A word about the correctness of this approach. The performance of the approximation of the numerical integration is affected, I don't know precisely how (no theoretical guarantees) but here is a simple example which works:
import matplotlib.pyplot as plt
import numpy as np
import scipy as sp
import scipy.integrate
tmax = 10.0
def a(t):
if t < tmax / 2.0:
return ((tmax / 2.0) - t) / (tmax / 2.0)
else:
return 1.0
def func(x, t, a):
return - (x - a(t))
x0 = 0.8
t = np.linspace(0.0, tmax, 1000)
args = (a,)
y = sp.integrate.odeint(func, x0, t, args)
fig = plt.figure()
ax = fig.add_subplot(111)
h1, = ax.plot(t, y)
h2, = ax.plot(t, [a(s) for s in t])
ax.legend([h1, h2], ["y", "a"])
ax.set_xlabel("t")
ax.grid()
plt.show()
I Hope this will help you.
No, that is not possible in the literal sense of
"I currently have a list of "a"s for every time-step which I would like to insert at every time-step"
as the solver has adaptive step size control, that is, it will use internal time steps that you have no control over, and each time step uses several evaluations of the function. Thus there is no connection between the solver time steps and the data time steps.
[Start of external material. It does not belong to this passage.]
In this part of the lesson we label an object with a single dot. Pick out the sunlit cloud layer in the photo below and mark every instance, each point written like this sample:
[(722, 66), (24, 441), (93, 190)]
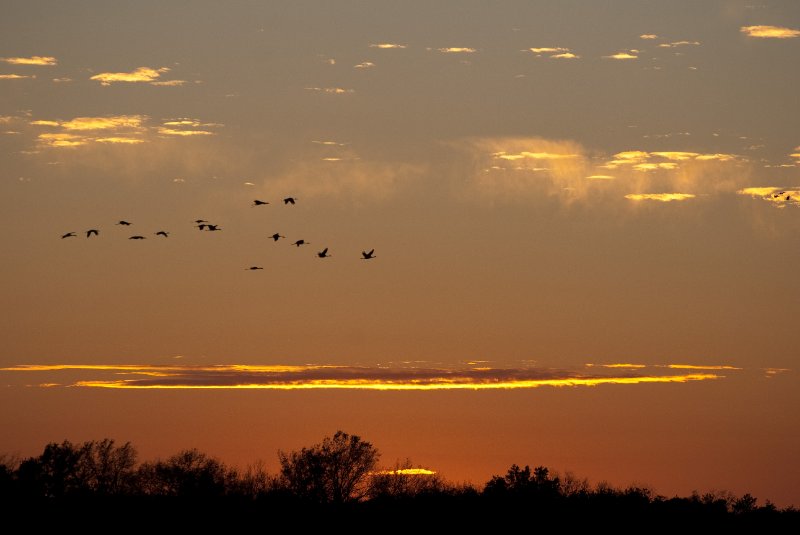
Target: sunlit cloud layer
[(770, 32), (557, 52), (140, 75), (116, 129), (630, 54), (778, 197), (33, 60), (679, 43), (387, 45), (457, 50), (342, 377), (331, 90), (661, 197)]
In the extended sense that the given data defines a piecewise constant step function however, there are several approaches to get to a solution.
You can integrate from jump point to jump point, using the ODE function with the constant parameter for this time segment. After that use numpy array operations like concatenate to assemble the full solution.
You can use interpolation functions like numpy.interp or scipy.interpolate.interp1d. The first gives a piecewise linear interpolation, which may not be desired here. The second returns a function object that can be configured to be a "zero-order hold", which is a piecewise constant step function.
You could implement your own logic to go from the time t to the correct values of those parameters. This mostly applies if there is some structure to the data, for instance, if they have the form f(int(t/h)).
Note that the approximation order of the numerical integration is not only bounded by the order of the RK (solve_ivp) or multi-step (odeint) method, but also by the differentiability order of the (parts of) the differential equation. If the ODE is much less smooth than the order of the method, the implicit assumptions for the step size control mechanism are violated, which may result in a very small step size requiring a huge number of integration steps.
I also encountered similar problem. In my case, parameters a, b, and c are not in direct function with time, but determined by x, y, and z at that time. So I have to get x, y, z at time t, and calculate a, b, c for the integration calculation for x, y, z at t+dt. It turns out that if I change dt value, the whole integration result will change dramatically, even to something unreasonable.